She said she had spent too much money for dress last year; but she had been able to buy clothing of a quality which she thought would last her for a long time. The little plain gold watch in her list she had partly needed and partly had been unable to resist. One of the three summer dresses costing $14 was her blue linen dress, for which she had given $7. She expected to wear it for two summers with alterations.
| Last year's suit cleaned | $ 3 |
| Shoes | 11 |
| Hat | 10 |
| Dresses (1 winter, $10; 3 summer, $14) | 24 |
| Coat | 9 |
| Every-day hat | 4.50 |
| Muslin (for white waists and corset covers made by herself) | 5 |
| Umbrella | 2 |
| Gloves | 2 |
| Pocket-book | 1 |
| Watch | 11 |
| $82.50 |
Painful as it was in some ways to see Fanny Leysher, who liked "nothing but the best," pouring her life force into stitching 108 corset covers a day, she yet seemed less helpless than some still younger workers.
Minna Waldemar, a girl of sixteen, an operative in an umbrella factory, had been in the United States for six months. For five months of this time she had been stitching the seams and hems of umbrella covers for 35 cents a hundred. Her usual output was about 200 a day. By working very fast, she could in a full day make 300, but when she did, it left her thumb very sore.
Minna paid $3 a month for sleeping space in a tenement; $1.75 a week for suppers; and for breakfasts and luncheons, from 15 to 30 cents a day.
She wore a black sateen waist, which had cost $1. A suit had cost $8; a hat, $3; and a pair of shoes, $2. Working her hardest and fastest, she had not received enough money to pay for even these meagre belongings, and was obliged to have assistance from her brother, her only relative in New York.
Every line of Minna's little figure looked overworked. This was true, too, of Sadie, a little underfed, grayish Austrian girl of seventeen, who had come to New York as the advance guard of her family.
In the last year since her arrival, two and one-half years before, she had first been employed for seven months in a neckwear factory, where she earned from $2.50 a week to $6 and $7 on piece-work. In two very busy weeks she had earned $9 a week.
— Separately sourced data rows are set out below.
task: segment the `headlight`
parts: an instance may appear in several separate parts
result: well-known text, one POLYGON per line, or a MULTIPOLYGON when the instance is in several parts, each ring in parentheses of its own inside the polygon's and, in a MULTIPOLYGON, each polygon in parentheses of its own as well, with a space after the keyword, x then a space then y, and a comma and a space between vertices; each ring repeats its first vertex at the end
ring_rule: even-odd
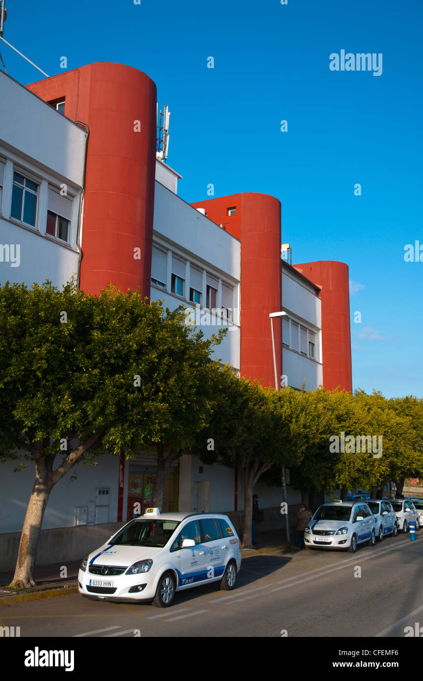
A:
POLYGON ((152 565, 153 560, 150 558, 148 560, 138 560, 131 565, 131 567, 128 567, 125 575, 139 575, 141 572, 148 572, 152 565))
POLYGON ((85 572, 87 570, 87 563, 88 563, 89 557, 89 556, 87 556, 87 558, 84 558, 79 567, 80 570, 82 570, 82 572, 85 572))

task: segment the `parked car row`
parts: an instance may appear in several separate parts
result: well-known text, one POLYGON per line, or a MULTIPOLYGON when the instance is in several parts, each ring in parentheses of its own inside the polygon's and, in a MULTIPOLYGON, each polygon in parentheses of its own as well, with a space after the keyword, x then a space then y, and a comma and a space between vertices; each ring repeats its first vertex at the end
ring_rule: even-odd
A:
POLYGON ((306 548, 345 549, 352 553, 358 544, 374 546, 386 535, 396 537, 409 531, 411 522, 418 530, 423 523, 423 502, 410 498, 332 501, 322 504, 304 533, 306 548))

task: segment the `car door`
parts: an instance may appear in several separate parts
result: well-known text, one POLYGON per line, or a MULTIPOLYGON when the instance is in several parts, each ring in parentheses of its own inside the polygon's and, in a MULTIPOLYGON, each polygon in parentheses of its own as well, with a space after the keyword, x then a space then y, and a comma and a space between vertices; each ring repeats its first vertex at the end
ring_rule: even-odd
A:
POLYGON ((175 565, 179 573, 179 588, 196 584, 204 578, 206 556, 198 520, 190 520, 184 525, 170 550, 175 552, 175 565), (195 545, 183 548, 184 539, 193 539, 195 545))
POLYGON ((217 518, 202 518, 200 524, 206 555, 207 572, 205 579, 215 580, 221 577, 225 571, 226 558, 229 553, 229 537, 222 537, 221 527, 217 518))

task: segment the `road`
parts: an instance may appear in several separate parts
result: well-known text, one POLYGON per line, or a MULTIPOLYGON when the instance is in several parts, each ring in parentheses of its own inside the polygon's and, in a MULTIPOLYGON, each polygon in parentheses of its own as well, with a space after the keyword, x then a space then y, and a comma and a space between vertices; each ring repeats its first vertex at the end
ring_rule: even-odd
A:
POLYGON ((170 608, 72 594, 5 607, 0 625, 20 627, 21 637, 404 637, 405 627, 423 627, 422 566, 423 530, 356 554, 245 558, 234 591, 198 587, 170 608))

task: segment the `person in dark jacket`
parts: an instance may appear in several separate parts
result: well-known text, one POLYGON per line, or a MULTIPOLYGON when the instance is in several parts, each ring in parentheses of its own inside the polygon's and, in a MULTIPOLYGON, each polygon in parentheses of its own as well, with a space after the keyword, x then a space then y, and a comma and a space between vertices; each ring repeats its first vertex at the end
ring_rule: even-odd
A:
POLYGON ((251 523, 251 543, 255 546, 257 543, 255 541, 255 523, 260 519, 258 507, 258 496, 253 494, 253 522, 251 523))
POLYGON ((300 549, 304 548, 304 530, 305 530, 311 518, 311 511, 304 504, 301 504, 298 515, 297 516, 297 526, 295 533, 295 545, 294 547, 298 551, 300 549))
After the slack season, the factory closed. Hunting desperately for a way to make money, Sadie found employment as an operative on children's dresses, running a foot-power machine in a tenement work-room for $2.50 a week. In the second week her wage was advanced to $3 and continued at this for the next three or four months.
After this, the demand for neckwear had increased again. She had returned to the neckwear factory, and was earning $6 a week. Her busiest days were eleven hours long, and her others nine.